What's The Big Idea?
By Lou Blodgett
- 314 reads
Dear Woolsey and Associates Marketing Solutions:
Despite my strong skepticism toward your vocation, I would like to offer some assistance. Although I don’t have one of your Lexus’s, moussy hair, and access to your expense accounts, I feel I have some viable ideas which you can make use of in your field. I’m an idea man. That’s what they say about me: “He’s an idea man.”
True, I’m not very sophisticated, and lack experience in your world. I’ve been barred from all clubs, and from all tables that can be called such. I mean, is it my fault that a runsible spoon stuck handle-first into the brie doesn’t look like a radar installation to all viewers? Some are blinded by their own envy, I think.
Either way. I have an idea to offer to the world, both actually and in fiction.
I have noticed that there is a demographic out there which has not been included in advertising efforts. Past shoplifters. The mark-ups on products in shops are so high that it makes it worthwhile to tap into this ‘demo’ as actual customers. So, they may have stolen from the shop in the past. These people can still contribute to profits. It would be good to have a campaign for past pocket-shoppers to not shy away from visiting again. And, this time, they can swing by check-out with every item clearly visible. It’s quick, and easy!
Now, I’m guessing that both yourself and Associates haven’t even thought of that. With your six-figure incomes, data mining, three Zima lunches and the ubiquitous mousse.
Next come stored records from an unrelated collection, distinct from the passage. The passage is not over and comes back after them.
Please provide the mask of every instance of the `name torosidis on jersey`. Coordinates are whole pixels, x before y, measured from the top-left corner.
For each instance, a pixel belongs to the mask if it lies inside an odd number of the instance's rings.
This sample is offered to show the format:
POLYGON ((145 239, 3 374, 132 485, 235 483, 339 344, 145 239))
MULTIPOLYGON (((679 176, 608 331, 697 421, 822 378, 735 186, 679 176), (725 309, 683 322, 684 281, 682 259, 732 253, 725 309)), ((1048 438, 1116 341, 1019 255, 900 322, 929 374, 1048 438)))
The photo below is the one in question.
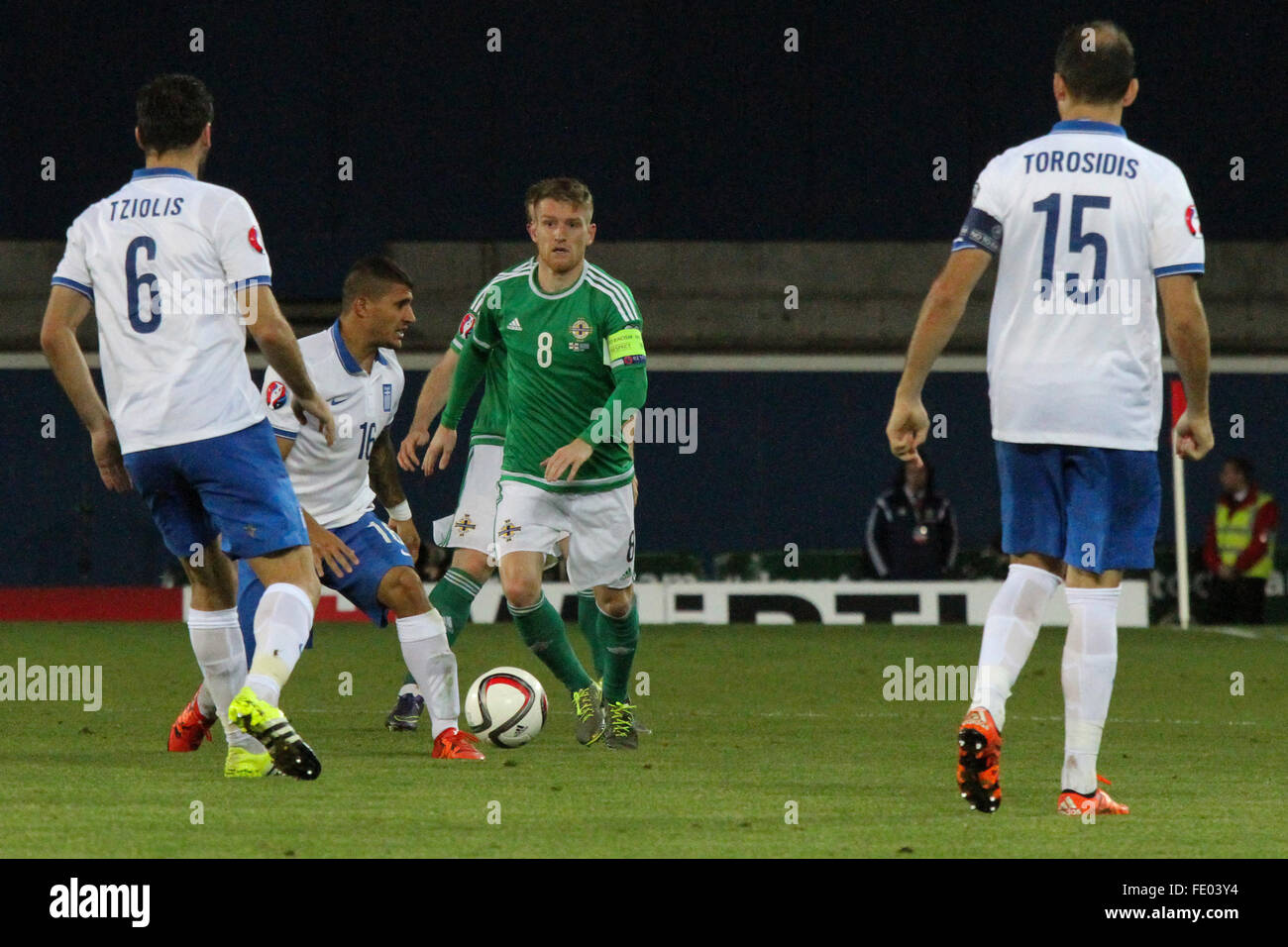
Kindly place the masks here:
POLYGON ((152 885, 82 885, 79 877, 49 889, 49 916, 125 917, 146 928, 152 916, 152 885))
POLYGON ((144 298, 140 294, 140 299, 153 316, 236 314, 242 325, 255 325, 258 296, 250 292, 247 305, 241 307, 236 290, 227 280, 198 280, 174 272, 169 278, 160 274, 140 276, 140 281, 148 283, 149 295, 144 298))
POLYGON ((137 220, 143 216, 178 216, 183 213, 182 197, 131 197, 112 201, 112 215, 108 220, 137 220))
POLYGON ((1081 173, 1135 178, 1140 162, 1108 151, 1039 151, 1024 156, 1024 173, 1081 173))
Look at it this way. It’s case of ‘Fool me once, shame on you. Fool me twice, shame on me. But, come in a third time and actually buy something, and I’m ahead by a nickel’. (Which may not seem like much at first, but with a million stores, that’s a million nickels. Just imagine. Quite glimmery, for one thing.)
I have some examples of how the demographic would be approached which you might enjoy hearing. That is, if you don’t have mousse stuck in your ears. For example-
“So, you’re a go-getting free-spirit who doesn’t play by the rules. You blaze your own trail. Why not be a rebel, and actually shell out some bucks when you return?”
Or-
“15% off! Now you can actually buy the item, and impress your fence!”
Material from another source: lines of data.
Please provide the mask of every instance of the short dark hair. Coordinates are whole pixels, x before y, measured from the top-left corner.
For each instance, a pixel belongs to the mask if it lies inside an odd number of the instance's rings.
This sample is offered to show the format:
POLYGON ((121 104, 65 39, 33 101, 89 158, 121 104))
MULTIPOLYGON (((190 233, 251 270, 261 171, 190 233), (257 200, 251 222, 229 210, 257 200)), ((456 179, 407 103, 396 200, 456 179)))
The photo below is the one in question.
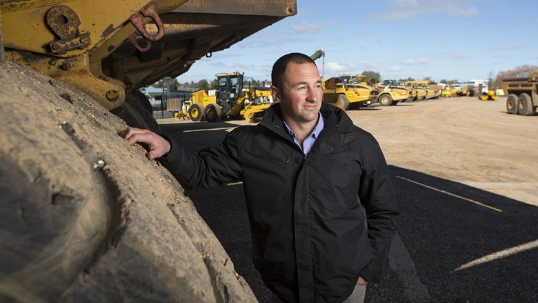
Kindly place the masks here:
POLYGON ((286 68, 288 67, 288 64, 290 63, 295 63, 295 64, 312 63, 314 63, 314 65, 316 65, 316 63, 314 62, 314 60, 312 60, 312 58, 304 54, 290 52, 284 55, 279 58, 272 66, 271 82, 273 86, 279 88, 282 88, 282 84, 284 83, 284 72, 286 72, 286 68))

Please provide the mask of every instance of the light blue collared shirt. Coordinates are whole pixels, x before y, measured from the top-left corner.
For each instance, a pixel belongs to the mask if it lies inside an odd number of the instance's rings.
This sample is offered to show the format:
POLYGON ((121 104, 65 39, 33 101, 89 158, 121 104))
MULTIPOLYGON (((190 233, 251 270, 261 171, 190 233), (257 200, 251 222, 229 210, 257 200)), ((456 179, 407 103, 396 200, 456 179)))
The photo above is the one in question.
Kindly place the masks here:
POLYGON ((290 133, 290 135, 293 138, 293 141, 297 144, 297 146, 301 148, 305 155, 308 155, 308 153, 310 152, 310 149, 312 149, 312 146, 314 146, 314 142, 316 141, 316 139, 319 137, 319 133, 321 133, 321 130, 323 130, 325 127, 325 118, 323 118, 323 116, 321 115, 321 113, 318 113, 317 124, 312 131, 312 133, 304 139, 303 146, 301 146, 301 144, 297 142, 297 136, 295 135, 295 133, 293 133, 293 130, 290 129, 290 127, 288 126, 288 124, 286 124, 286 122, 284 122, 284 126, 288 129, 288 132, 290 133))

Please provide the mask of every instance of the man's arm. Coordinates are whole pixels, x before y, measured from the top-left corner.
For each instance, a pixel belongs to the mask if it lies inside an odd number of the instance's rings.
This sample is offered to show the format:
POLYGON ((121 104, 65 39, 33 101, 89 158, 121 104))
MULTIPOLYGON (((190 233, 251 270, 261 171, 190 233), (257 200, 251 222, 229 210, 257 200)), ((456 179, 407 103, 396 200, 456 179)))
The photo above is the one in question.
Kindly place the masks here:
POLYGON ((170 144, 163 137, 150 130, 135 128, 129 128, 124 130, 121 137, 127 140, 129 145, 141 143, 146 145, 148 159, 152 160, 162 157, 170 152, 170 144))
POLYGON ((360 273, 368 281, 378 282, 381 279, 399 215, 396 204, 390 175, 385 157, 379 145, 369 154, 370 163, 361 179, 359 196, 366 211, 368 234, 373 260, 360 273))

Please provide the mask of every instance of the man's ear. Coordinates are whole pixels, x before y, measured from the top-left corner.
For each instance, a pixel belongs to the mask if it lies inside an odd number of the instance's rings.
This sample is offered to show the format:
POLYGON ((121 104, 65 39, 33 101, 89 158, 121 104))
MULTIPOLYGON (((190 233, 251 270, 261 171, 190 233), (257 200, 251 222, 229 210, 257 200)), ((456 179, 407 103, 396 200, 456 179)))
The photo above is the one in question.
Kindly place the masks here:
POLYGON ((280 91, 277 86, 273 85, 271 86, 271 96, 274 101, 280 102, 280 91))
Or, perhaps a nostalgic angle-
“Remember when you swiped that pregnancy test kit so’s you could have your boyfriend pee on it just to see what happened? (And, we’re not judging here. What you do in your spare time is your business.) Well, stop remembering, and come enjoy our selection in the Health and Beauty section! We’re dying to hear how your experiment turned out!”
(I know that one was a bit wordy for an ad, and I apologize. But, it’s the overall concept that counts. Genius is long, boring stretches of time, punctuated by egg-salad sandwiches.)
I know you have enough to worry about, what with Covid guidelines, a bottleneck at the 14th tee, and a rise in the cost of hair-care products, but I feel that you should look at my ideas. I feel that although they are radical, and a bit undeveloped, they’re not entirely mousseless.
I mean, useless.
Perhaps you could include a special place in your shops for this new group.
Like a discount scratch-and-dent aisle in the store where people can practice pocket-shopping and try to catch each other in the meantime. This would have kind of the premise of ‘kick the can’, but with slightly higher stakes. Of course, the game would have to be played on the ‘honor system’, but I hear that there’s honor among thieves. On Fridays, we could set up a kind of obstacle course using cheap mousetraps.
This could be a special place for this newly discovered demographic to make the transition into the mainstream of consumerism. I have other ideas for activities that the group could undertake there, which, despite their mousse-optional format, I feel you may be interested in implementing.
You can have a weekly “Best Profile While Laden With The Most Goods” contest.
Or you can have ‘Buzz Stickyfingers’ come by and show people how to desensitize packages using just a gum wrapper.
And here are ideas for the names for participating branch stores that I just whipped up while preparing Tuna Helper:
“The Perp Zone”.
“For Petty Thieves Only”.
“Paynothing Shoes.”
“Waldencrooks.”
“Kentucky Fried Swag.”
“Great Clips.”
“Bed, Bath and Kleptomania.”
“‘I Thought They Were Samples’ Island.”
“No Shirt, No Shoes Is The Least Of Our Problems.”
I feel that the establishment of these branches would boost (at least, in the short-term) the post-lockdown economy. I sincerely hope that you implement my brilliant ideas. If not, I invite you to my shops once investors understand the potential of the peripatetic pocket-shopping demographic. You could stop by and snag a tube of Vidal Sassoon. On me. And, if you take advantage of my ideas on marketing strategy, feel free to send a little something my way. I could use the cash. As much as I talk about it, I really can’t afford to steal.